Chris, try and keep up!


----------



## Finney (May 1, 2007)

Nick Prochilo said:
			
		

> Chris, try and keep up!


He posted while I was typing.  :roll:


----------



## Nick Prochilo (May 2, 2007)

Finney said:
			
		

> Nick Prochilo said:
> 
> 
> 
> ...



 [smilie=a_doh.gif]


----------



## Cliff H. (May 2, 2007)

Well,

It sounds like all you need to cook ribs on a ceramic is a kitchen match.


----------



## 007bond-jb (May 2, 2007)

Send me some Larry Looks great


----------



## LarryWolfe (May 2, 2007)

Cliff H. said:
			
		

> Well,
> 
> It sounds like all you need to cook ribs on a ceramic is a kitchen match.

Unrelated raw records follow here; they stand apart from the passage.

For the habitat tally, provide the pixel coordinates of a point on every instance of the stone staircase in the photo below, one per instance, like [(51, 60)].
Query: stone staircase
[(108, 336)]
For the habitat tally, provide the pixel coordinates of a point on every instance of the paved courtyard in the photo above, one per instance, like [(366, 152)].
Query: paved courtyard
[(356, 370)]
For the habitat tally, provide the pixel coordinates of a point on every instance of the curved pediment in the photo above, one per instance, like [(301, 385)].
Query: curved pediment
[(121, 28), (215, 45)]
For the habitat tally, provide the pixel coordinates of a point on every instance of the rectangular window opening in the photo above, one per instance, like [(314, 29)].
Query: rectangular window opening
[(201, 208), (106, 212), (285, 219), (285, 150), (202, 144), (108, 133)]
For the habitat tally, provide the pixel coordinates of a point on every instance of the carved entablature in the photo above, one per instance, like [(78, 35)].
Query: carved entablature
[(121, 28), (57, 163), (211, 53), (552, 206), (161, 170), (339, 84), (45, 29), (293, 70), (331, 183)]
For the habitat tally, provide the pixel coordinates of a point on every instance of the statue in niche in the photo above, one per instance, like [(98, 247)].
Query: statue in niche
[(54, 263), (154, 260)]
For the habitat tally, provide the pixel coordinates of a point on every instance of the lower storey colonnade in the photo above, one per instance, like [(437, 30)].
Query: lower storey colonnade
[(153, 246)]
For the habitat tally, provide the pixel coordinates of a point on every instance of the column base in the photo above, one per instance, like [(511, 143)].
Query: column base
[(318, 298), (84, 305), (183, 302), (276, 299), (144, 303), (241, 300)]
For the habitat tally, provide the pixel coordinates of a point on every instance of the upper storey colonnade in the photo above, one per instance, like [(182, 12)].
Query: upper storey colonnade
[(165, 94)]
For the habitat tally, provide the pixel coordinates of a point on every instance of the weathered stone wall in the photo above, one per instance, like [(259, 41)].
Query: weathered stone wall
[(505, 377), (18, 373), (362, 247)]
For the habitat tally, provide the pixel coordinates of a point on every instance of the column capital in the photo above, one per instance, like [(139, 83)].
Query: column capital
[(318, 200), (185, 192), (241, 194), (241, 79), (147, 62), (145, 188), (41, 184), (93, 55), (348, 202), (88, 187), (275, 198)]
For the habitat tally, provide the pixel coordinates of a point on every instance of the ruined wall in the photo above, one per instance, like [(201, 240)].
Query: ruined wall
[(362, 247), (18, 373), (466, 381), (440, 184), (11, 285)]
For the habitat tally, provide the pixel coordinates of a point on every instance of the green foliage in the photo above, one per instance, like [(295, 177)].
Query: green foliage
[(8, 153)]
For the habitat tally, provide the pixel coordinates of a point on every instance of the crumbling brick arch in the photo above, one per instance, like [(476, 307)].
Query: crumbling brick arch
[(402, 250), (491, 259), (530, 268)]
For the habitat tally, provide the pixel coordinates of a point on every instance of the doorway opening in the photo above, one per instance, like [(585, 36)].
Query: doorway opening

Close, but two handfuls of lump would most likely suffice!


----------



## Cliff H. (May 2, 2007)

Larry,

Are you burning lump in your Primo because of the binder in kingsford.

Is that even a concern ?


----------



## Puff1 (May 2, 2007)

That's a fine lookin' brisket Wolfey


----------



## LarryWolfe (May 2, 2007)

Cliff H. said:
			
		

> Larry,
> 
> Are you burning lump in your Primo because of the binder in kingsford.
> 
> Is that even a concern ?



Yes Cliff you have to use lump in all ceramics due to the way they burn.  The ash from KF would inhibit all of the airflow.


----------



## john a (May 3, 2007)

Good looking piece of beef Larry, nice job cutting it as well.


----------